En el Día de la Biblia

La primera vez que leí la Biblia era sólo un púber. Creo que la abrí en uno de los libros de Reyes, del Antiguo Testamento. Después de que hube husmeado entre genealogías extrañas e historias que para mí no tenían ni principio ni fin, llegué a la conclusión de que la Biblia era el libro más soso y árido que había conocido. Devolví el ejemplar a su exilio de años en la librera familiar para continuar, por otros años más, en su destierro.

Ya en la adolescencia un pequeño folleto religioso apareció en la sala de la casa. Comencé a hojearlo y me di cuenta de que no tenía más texto que algunos pasajes tomados de la Biblia. En una página había versículos que hablaban del amor de Dios, en otra, de la divinidad de Jesucristo, en la siguiente, algunos milagros que Jesús hizo. Y así fui leyendo página tras página hasta llegar a una donde encontré el pasaje del libro de Deuteronomio que contiene los Diez Mandamientos. Al leerlos me sobrecogió el descubrir que el Decálogo aparecía de una manera diferente a la que me había enseñado la paciente Sor Inés, antes de mi primera comunión, en el parvulario.

Pensé que había descubierto la manera en que algunas sectas religiosas engañaban a las personas alterando las Escrituras. Para terminar de comprobar mi tesis fui a buscar el pasaje de Deuteronomio en la Biblia Nácar-Colunga. Mi sobrecogimiento fue mayor al darme cuenta de que los Diez Mandamientos se encontraban en la Biblia tal como lo decía aquel folleto. Pensando en una variante de traducción consulté con la Bover-Cantera y luego con la de Monseñor Straubinger. No había duda, aquel folleto decía la verdad.

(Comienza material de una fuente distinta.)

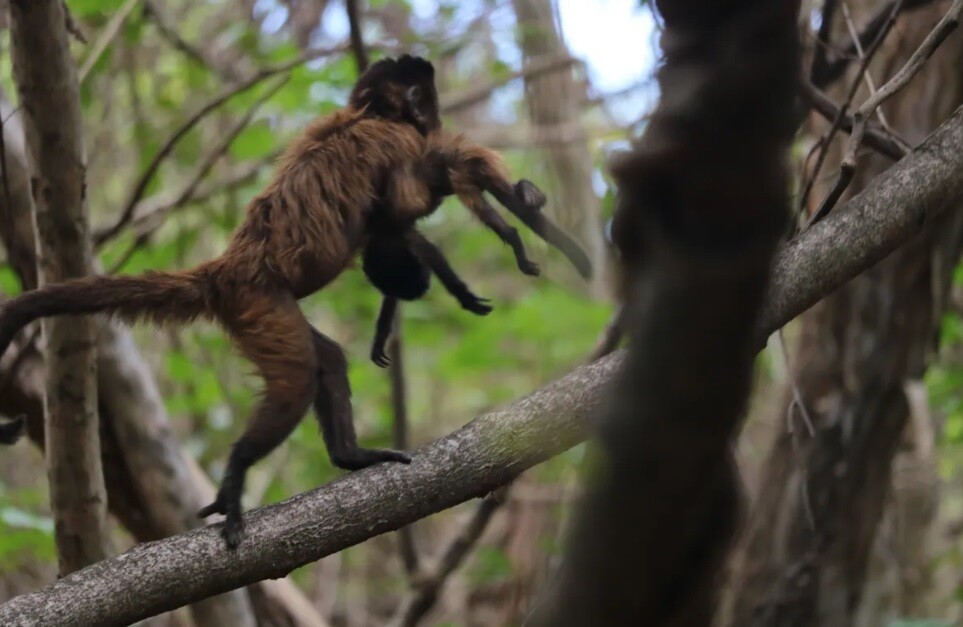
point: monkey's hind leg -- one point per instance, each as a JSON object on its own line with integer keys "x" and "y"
{"x": 273, "y": 334}
{"x": 333, "y": 407}
{"x": 383, "y": 330}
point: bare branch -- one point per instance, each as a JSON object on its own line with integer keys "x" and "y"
{"x": 198, "y": 55}
{"x": 492, "y": 449}
{"x": 472, "y": 96}
{"x": 407, "y": 546}
{"x": 827, "y": 138}
{"x": 106, "y": 37}
{"x": 137, "y": 192}
{"x": 357, "y": 41}
{"x": 870, "y": 33}
{"x": 885, "y": 143}
{"x": 900, "y": 80}
{"x": 206, "y": 164}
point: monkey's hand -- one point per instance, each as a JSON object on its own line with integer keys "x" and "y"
{"x": 475, "y": 304}
{"x": 233, "y": 527}
{"x": 379, "y": 356}
{"x": 358, "y": 458}
{"x": 529, "y": 194}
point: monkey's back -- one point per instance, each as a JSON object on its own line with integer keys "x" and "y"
{"x": 306, "y": 226}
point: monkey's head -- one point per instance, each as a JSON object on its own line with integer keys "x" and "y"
{"x": 400, "y": 90}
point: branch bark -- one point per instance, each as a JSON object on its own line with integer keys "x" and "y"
{"x": 47, "y": 82}
{"x": 494, "y": 448}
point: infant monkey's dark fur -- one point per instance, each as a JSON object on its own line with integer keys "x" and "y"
{"x": 380, "y": 152}
{"x": 400, "y": 265}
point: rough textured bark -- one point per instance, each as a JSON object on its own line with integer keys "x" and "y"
{"x": 153, "y": 488}
{"x": 47, "y": 82}
{"x": 703, "y": 202}
{"x": 555, "y": 102}
{"x": 817, "y": 513}
{"x": 491, "y": 449}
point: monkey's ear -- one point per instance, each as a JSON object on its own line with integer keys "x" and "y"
{"x": 417, "y": 66}
{"x": 413, "y": 96}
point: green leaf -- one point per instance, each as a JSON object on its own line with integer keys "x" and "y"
{"x": 84, "y": 8}
{"x": 490, "y": 565}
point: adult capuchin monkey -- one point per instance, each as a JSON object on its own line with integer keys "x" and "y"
{"x": 380, "y": 153}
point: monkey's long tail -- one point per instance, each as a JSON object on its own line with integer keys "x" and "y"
{"x": 156, "y": 296}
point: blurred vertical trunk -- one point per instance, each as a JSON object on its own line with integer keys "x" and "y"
{"x": 818, "y": 510}
{"x": 555, "y": 109}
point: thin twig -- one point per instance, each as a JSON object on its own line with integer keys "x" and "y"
{"x": 407, "y": 545}
{"x": 867, "y": 75}
{"x": 420, "y": 601}
{"x": 212, "y": 157}
{"x": 475, "y": 95}
{"x": 843, "y": 110}
{"x": 194, "y": 53}
{"x": 106, "y": 37}
{"x": 883, "y": 141}
{"x": 357, "y": 41}
{"x": 8, "y": 198}
{"x": 158, "y": 207}
{"x": 103, "y": 236}
{"x": 893, "y": 86}
{"x": 821, "y": 52}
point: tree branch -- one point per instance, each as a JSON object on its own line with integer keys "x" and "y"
{"x": 137, "y": 192}
{"x": 494, "y": 448}
{"x": 53, "y": 125}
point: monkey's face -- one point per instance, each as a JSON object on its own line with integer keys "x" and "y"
{"x": 401, "y": 90}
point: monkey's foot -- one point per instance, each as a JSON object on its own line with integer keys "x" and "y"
{"x": 379, "y": 356}
{"x": 476, "y": 304}
{"x": 11, "y": 431}
{"x": 533, "y": 197}
{"x": 232, "y": 529}
{"x": 359, "y": 458}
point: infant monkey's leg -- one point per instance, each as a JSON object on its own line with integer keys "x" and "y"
{"x": 332, "y": 404}
{"x": 400, "y": 268}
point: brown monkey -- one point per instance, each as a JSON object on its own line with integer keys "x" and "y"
{"x": 399, "y": 262}
{"x": 298, "y": 235}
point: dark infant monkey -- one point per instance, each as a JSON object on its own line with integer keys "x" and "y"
{"x": 399, "y": 261}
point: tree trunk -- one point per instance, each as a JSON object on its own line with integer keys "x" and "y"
{"x": 47, "y": 81}
{"x": 816, "y": 516}
{"x": 555, "y": 108}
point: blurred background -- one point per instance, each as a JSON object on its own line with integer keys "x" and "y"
{"x": 556, "y": 86}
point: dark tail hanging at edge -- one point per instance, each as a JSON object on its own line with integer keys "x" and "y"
{"x": 155, "y": 296}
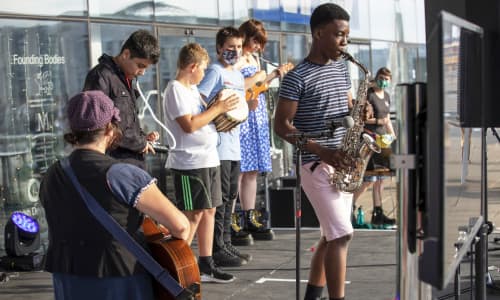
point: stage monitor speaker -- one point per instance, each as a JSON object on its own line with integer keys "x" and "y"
{"x": 282, "y": 209}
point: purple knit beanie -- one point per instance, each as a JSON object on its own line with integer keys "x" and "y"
{"x": 91, "y": 110}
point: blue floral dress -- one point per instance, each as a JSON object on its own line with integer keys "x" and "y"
{"x": 254, "y": 135}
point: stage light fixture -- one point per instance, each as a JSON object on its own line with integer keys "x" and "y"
{"x": 22, "y": 235}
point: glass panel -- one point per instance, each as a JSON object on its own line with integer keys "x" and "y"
{"x": 382, "y": 20}
{"x": 422, "y": 64}
{"x": 123, "y": 9}
{"x": 46, "y": 7}
{"x": 360, "y": 52}
{"x": 360, "y": 19}
{"x": 40, "y": 71}
{"x": 109, "y": 38}
{"x": 420, "y": 10}
{"x": 267, "y": 11}
{"x": 406, "y": 21}
{"x": 241, "y": 11}
{"x": 407, "y": 66}
{"x": 294, "y": 49}
{"x": 187, "y": 12}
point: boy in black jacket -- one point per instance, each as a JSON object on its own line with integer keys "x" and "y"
{"x": 114, "y": 76}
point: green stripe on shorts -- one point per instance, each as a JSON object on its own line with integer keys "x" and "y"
{"x": 186, "y": 192}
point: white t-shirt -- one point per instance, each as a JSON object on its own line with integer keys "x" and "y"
{"x": 193, "y": 150}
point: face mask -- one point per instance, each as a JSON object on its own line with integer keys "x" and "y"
{"x": 382, "y": 83}
{"x": 231, "y": 57}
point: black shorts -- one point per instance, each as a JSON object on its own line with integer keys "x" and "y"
{"x": 197, "y": 189}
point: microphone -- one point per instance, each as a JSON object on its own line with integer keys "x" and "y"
{"x": 345, "y": 122}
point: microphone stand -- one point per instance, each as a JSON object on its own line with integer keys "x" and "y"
{"x": 299, "y": 144}
{"x": 300, "y": 141}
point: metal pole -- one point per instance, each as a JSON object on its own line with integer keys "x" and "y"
{"x": 300, "y": 142}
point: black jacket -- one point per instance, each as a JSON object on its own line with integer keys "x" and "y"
{"x": 108, "y": 77}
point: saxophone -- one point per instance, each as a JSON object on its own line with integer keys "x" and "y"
{"x": 357, "y": 144}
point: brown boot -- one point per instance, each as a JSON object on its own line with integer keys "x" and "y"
{"x": 257, "y": 229}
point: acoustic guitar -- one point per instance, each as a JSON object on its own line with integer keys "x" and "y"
{"x": 175, "y": 256}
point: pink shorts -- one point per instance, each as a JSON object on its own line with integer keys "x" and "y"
{"x": 332, "y": 207}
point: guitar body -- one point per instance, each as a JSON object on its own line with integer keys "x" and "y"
{"x": 174, "y": 255}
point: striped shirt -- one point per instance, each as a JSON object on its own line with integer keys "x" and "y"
{"x": 321, "y": 92}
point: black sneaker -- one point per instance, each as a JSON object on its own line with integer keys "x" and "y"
{"x": 213, "y": 274}
{"x": 233, "y": 250}
{"x": 379, "y": 218}
{"x": 239, "y": 237}
{"x": 224, "y": 258}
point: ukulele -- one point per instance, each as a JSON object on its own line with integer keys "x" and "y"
{"x": 175, "y": 256}
{"x": 262, "y": 86}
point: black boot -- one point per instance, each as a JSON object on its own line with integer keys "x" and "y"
{"x": 239, "y": 237}
{"x": 257, "y": 229}
{"x": 379, "y": 218}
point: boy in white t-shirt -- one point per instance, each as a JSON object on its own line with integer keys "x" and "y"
{"x": 194, "y": 160}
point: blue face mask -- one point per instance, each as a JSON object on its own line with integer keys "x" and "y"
{"x": 231, "y": 57}
{"x": 383, "y": 84}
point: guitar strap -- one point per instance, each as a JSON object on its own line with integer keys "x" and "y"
{"x": 146, "y": 260}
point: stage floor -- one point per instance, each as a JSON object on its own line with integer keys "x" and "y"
{"x": 371, "y": 271}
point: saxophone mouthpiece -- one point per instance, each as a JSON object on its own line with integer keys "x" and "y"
{"x": 346, "y": 55}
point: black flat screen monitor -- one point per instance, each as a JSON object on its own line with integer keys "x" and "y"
{"x": 453, "y": 154}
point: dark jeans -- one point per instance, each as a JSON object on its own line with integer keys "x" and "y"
{"x": 229, "y": 173}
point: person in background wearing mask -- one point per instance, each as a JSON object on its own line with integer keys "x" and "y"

Pero esa capacidad de sobrecogerme no sólo la experimenté en esa ocasión. En verdad, la vida cristiana es un continuo de conmociones producidas por la lectura de la Biblia. En lo personal, la leo todos los días. Y no me resulta aburrido ni rutinario después de más de tres décadas haciéndolo. La razón es que la Biblia tiene autoridad y es capaz de examinarnos y desafiar ideas que damos por ciertas. Cuando se posee la humildad para escuchar a la Biblia ella hace más que esclarecernos, nos transforma.

Si la Biblia ha conservado su vigencia después de veinte siglos y si hoy en día se disponen de más traducciones de ella que nunca antes, es por su autoridad para sobrecoger a los seres humanos. De otra manera, ¿por qué tendría que ser el libro más vendido en nuestro país cada año? Con este pensamiento concuerdan casi todos al reconocer en ella una autoridad perenne.

Y, por esa razón, la Asamblea Legislativa no dudó en declarar el segundo domingo de diciembre de cada año «Día de la Biblia.»

Aunque la Biblia es mi libro de cabecera y mi trabajo gira en torno a ella, su poder de sobrecogerme permanece igual que el primer día. Su lectura me conduce de sobresalto en sobresalto. El Sermón del Monte, las parábolas de Jesús. Siempre desafiantes y retadoras. Estableciendo marcos éticos sorprendentes e inspiradores. En el Día de la Biblia hagámonos el propósito de volver a ella y redimirla del exilio que a veces le imponemos. Su lectura metódica y consciente podrá descubrirnos cosas que, a veces, ni imaginamos.